Si la plate-forme participative compte plus de 5 000 visiteurs depuis son lancement, seules 327 personnes ont signé le pacte, dont l’approbation est pourtant obligatoire pour qui veut intégrer la démarche. Une faible participation due à la complexité de l’inscription en ligne, un vrai « parcours du combattant », selon les membres de l’opposition municipale. Mais cette situation montre une autre limite aux démarches de démocratie locale : la difficulté de dépasser le cercle des personnes déjà investies par ailleurs dans la vie de la cité. « De façon générale, les gens ne restent pas s’il ne se passe rien dans les réunions. D’où l’importance de les faire travailler autour de projets. Le succès du budget participatif est à cet égard révélateur », estime Mme Cutajar.

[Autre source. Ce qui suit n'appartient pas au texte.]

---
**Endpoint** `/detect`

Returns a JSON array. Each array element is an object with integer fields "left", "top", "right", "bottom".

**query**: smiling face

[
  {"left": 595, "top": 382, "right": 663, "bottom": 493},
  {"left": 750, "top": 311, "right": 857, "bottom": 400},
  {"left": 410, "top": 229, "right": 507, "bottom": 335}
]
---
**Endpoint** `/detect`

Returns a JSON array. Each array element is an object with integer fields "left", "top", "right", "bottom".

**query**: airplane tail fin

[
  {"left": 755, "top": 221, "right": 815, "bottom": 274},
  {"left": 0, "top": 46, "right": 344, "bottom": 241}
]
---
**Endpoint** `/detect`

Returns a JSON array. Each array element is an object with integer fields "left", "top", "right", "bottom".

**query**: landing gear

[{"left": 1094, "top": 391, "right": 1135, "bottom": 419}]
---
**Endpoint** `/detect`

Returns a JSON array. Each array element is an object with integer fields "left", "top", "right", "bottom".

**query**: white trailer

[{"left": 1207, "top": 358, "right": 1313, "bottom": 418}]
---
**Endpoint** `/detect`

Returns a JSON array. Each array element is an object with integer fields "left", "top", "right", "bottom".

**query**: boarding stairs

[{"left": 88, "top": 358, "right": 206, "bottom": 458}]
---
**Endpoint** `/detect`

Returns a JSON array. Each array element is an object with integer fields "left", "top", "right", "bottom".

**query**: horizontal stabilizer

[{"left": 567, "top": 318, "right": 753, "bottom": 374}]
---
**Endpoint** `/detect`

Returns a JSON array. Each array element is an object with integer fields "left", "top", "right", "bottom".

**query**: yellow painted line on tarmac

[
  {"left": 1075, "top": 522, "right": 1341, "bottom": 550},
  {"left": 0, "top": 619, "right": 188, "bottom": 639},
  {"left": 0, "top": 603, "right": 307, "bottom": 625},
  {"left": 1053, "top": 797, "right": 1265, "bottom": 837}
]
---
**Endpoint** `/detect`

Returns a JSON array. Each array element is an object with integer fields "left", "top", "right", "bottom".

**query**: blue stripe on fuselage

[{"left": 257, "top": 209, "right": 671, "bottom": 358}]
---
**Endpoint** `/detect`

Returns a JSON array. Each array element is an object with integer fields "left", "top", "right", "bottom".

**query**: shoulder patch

Autre difficulté : intéresser les élus eux-mêmes. « Il n’y a que deux élus qui se soient intéressés à la démarche, en suivant régulièrement les ateliers. Les autres ne sont venus que lors des grandes occasions », regrette par exemple Marie-Dominique. « Côté élus, cela demande de lâcher du pouvoir, mais tout le monde n’est pas prêt à le faire. Tous ne sont pas au même niveau, dans ce qu’ils mettent derrière le mot de démocratie », avance pour sa part l’adjointe à la démocratie locale, elle-même issue de la société civile.

La démarche de démocratie participative strasbourgeoise va désormais se poursuivre par le recensement et le soutien de la ville à des initiatives citoyennes concernant la lutte contre les perturbateurs endocriniens ou encore l’amélioration de la situation des femmes.